Today has been NUTS. Instead of doing what I planned to do, from sun up to sun down I was poring through documents to find evidence because it turns out the deadline is moved up by a week... and my lawyer didn't see this stuff... so now its a freaking marathon tonight and tomorrow until food is on the table and the baby's in bed.
THANKYOU everyone for the tips on heating the turkey, because I don't have a nano second to spare.
TMI- I haven't bathed or eaten or brushed my teeth or changed or anything since yesterday
Kid's in the high chair watching Sesame St as I write this
Gotta eat something, finish kids dinner, bathe him, get on trainer for an hour with him on my back (now the size of a 3 year old), put him to bed, bathe myself wash and dry hair (I know, no sympathy from the chemo gals), pack his gear for tomorrow, pass out
Tomorrow- kid will be up by 7, you know the drill there, breakfast and change clothes and stuff while freshening up, at 9am both the Russian nanny and my friend with a car show up.

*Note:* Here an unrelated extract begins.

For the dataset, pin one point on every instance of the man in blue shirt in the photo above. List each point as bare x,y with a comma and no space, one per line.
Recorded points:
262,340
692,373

I leave the kid and nanny and bring the car seat down to my friend's car, install it, go back and get the kid and the nanny and the gear... then my poor friend is going to drive us smack into the Macy's day parade because that's where my Dad's is. My friend made a reservation for a parking space at a parking lot!!!! CAN YOU BELIEVE THAT? OK so everybody and the car seat come out of the car and up to my Dad's apartment. Visit for a couple hours and then we all go to a restaurant for lunch at noon. The restaurant is also smack in the middle of the parade and the parade ends at noon. Meanwhile, that friend is leaving to go join HIS family in Pennsylvania. After lunch, back to my Dad's and another friend is coming with a car from NJ to pick us up. Repeat morning performance, leaving kid and nanny to go install the car seat in second friend's car. Go back to my place, its about 45 minutes by car even though its a mile. Everybody and the car seat out of the car back to my place.
Then I get to make Thanksgiving dinner for my second friend and myself, the nanny will watch the kid until 6pm, then he's gonna watch movies while I pork out on Thanksgiving dinner and pass out on the couch.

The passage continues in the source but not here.